[Biojava-l] Stax, Delegation manager and other mysteries

Thomas Down td2@sanger.ac.uk
Thu, 24 May 2001 18:50:41 +0100


On Thu, May 24, 2001 at 04:38:52PM +0100, Dr S.M. Huen wrote:
> I've been looking at StAX and the XFF parser sources to try to figure out
> how the StAX framework can be adapted to my purposes (parse GAME files).

Yes, it definitely can be.  And I think quite a few of use
would love to see a GAME parser :).

> I've come across the DelegationManager interface but I can't seem to find
> a class that implements it in biojava.  Who supplies the DelegationManager
> functionality and how does it work?

DelegationManager implementations are provided by the StAX
event source (probably SAX2StAXAdaptor).  They tend to be
really simple classes, no real complexity.

The basic premise of StAX is that each startElement event
comes with a DelegationManager.  The content handler
receiving the event can use the DelegationManager.delegate
method to pass on the startElement event (and the corresponding
sub-tree of events) to another content handler.

You should never see DelegationManagers outside of that
context, and you shouldn't need to directly workk with
DelegationManager implementations unless you write your
own StAX data source.

> The other question I am confused about is how the XFF parser returns a
> possibly compound feature of the biojava type?  I see that a class
> variable in FeatureHandler than holds the template and other derived
> classes that handle particular data types that themselves have templates
> but where/how in the sources do these features get attached to the
> root feature?  What am I missing here?

The XFF parser sends events to a BioJava SeqIOListener.  Feature
hierarchies are represented using something like:

startSequence()
  startFeature(my_gene)
    startFeature(my_exon_1)
    endFeature(my_exon_1)
    startFeature(my_exon_2)
    endFeature(my_exon_2)
  endFeature(my_gene)
endSequence()

In other words, really rather similar to the way XML elements
are represented in the SAX/StAX APIs.  So it turns out that
the XFF parser handles feature hierarchies almost for free.

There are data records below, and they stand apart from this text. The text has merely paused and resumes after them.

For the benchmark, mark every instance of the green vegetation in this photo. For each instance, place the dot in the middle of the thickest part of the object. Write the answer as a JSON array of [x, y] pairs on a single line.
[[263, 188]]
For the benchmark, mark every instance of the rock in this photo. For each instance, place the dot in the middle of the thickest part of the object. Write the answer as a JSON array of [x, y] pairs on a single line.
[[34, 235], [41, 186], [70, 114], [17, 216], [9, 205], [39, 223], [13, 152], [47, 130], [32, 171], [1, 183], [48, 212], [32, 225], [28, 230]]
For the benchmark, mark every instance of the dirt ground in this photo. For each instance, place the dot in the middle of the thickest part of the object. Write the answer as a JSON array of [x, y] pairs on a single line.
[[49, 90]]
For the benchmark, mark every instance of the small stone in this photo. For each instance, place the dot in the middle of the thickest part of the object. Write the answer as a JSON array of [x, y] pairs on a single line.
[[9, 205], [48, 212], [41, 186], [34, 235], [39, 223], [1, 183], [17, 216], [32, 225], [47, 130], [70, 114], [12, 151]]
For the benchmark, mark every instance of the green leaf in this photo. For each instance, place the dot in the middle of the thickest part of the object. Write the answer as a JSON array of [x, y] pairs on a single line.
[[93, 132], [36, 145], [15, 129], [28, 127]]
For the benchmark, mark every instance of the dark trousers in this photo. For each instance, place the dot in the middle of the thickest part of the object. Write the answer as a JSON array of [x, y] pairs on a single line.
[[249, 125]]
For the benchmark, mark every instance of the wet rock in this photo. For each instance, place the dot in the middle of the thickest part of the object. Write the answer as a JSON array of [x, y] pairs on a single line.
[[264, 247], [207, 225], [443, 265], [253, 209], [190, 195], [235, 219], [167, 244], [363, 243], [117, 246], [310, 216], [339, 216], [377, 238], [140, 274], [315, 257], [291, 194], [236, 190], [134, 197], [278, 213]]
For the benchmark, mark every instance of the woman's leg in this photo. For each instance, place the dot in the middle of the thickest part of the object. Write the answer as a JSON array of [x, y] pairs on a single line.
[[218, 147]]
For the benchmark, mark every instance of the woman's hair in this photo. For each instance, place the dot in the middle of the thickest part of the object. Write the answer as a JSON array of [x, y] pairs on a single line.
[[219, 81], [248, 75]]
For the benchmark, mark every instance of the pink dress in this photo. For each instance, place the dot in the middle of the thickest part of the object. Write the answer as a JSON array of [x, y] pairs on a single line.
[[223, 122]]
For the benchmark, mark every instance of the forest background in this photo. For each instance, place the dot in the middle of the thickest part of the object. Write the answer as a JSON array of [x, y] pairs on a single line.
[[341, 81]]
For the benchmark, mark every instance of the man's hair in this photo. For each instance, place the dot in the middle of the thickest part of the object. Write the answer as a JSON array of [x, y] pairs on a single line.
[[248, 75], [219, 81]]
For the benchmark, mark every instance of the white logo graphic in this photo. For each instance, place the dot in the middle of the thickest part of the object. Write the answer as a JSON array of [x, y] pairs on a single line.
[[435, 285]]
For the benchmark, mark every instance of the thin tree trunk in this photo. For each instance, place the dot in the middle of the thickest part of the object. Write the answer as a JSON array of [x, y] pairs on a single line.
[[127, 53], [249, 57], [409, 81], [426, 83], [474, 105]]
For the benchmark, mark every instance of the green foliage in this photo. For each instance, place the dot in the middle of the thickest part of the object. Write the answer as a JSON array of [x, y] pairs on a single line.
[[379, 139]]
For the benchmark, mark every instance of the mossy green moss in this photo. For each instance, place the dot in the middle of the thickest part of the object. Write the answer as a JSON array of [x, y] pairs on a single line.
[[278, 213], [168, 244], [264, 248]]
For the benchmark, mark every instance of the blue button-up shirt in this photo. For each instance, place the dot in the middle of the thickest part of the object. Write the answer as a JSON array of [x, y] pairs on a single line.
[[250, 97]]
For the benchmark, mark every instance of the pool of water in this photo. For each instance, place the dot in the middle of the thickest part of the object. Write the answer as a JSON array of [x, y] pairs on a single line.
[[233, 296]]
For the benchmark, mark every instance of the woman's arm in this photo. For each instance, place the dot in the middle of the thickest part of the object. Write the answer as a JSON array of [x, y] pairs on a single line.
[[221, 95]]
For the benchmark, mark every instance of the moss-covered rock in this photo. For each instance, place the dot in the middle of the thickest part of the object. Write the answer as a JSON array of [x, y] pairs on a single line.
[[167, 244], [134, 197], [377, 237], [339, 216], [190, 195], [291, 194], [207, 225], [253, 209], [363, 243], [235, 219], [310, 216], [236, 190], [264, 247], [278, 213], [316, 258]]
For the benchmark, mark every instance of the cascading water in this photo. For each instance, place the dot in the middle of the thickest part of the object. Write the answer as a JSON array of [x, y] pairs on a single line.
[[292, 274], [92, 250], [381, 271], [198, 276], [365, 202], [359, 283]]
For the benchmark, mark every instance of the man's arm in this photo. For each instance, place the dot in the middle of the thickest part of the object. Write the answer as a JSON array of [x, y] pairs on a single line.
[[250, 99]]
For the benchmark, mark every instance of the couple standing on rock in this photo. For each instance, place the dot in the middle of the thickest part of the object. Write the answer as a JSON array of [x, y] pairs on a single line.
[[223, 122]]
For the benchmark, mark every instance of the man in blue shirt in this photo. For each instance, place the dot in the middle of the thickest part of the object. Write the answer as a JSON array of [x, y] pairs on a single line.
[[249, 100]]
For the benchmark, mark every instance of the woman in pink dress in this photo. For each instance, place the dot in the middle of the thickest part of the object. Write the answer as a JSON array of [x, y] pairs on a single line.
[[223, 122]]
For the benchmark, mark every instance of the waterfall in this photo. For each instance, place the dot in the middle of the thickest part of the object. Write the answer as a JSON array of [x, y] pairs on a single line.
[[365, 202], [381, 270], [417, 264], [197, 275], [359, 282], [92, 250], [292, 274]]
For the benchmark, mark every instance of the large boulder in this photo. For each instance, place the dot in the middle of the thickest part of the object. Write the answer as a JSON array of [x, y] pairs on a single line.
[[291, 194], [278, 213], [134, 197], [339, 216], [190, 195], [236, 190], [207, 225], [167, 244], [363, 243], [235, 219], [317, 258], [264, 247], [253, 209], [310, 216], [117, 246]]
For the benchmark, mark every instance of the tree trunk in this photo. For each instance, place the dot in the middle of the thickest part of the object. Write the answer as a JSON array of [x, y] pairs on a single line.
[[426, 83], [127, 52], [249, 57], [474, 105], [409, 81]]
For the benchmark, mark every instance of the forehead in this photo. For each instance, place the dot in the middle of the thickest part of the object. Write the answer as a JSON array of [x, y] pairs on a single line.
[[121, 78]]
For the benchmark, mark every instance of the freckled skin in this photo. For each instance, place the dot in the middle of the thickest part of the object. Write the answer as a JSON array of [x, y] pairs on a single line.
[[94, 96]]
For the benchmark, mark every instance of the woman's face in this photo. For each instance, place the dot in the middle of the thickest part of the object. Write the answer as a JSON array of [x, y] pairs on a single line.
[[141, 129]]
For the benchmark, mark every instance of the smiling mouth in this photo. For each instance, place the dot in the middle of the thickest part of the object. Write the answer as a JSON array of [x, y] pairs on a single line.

> Should I be using StAX yet or is it better at this stage to stay with SAX
> itself?

The StAX APIs haven't been used massively widely yet, but I've
written several applications with them now, and Matthew has done
some too.  There has been a little bit of fine tuning, but I
think the interfaces should now be pretty stable.  I'd like to
publish a little paper on one of the XML websites explaining
StAX properly, but I haven't yet had the time to write it.

For the benefit of those who haven't looked at it yet, StAX is
a small addition to the SAX API.  The StAXContentHandler interface
looks almost identical to the normal SAX ContentHandler, but
with one small addition: any element in the XML document
(and it's sub-tree of elements) can be delegated to another
StAXContentHandler.  This small change makes a big difference:
you can easily write modular (and even extensible) parsers.
I've found that even for quite simple applications, it makes
life a lot easier that using vanilla SAX.


David: yes, I would recommend StAX, if you like the idea
of writing modular parsers.  Feel free to let me know if
you've got any questions.  And keep pestering me to write
the paper ;).


    Thomas.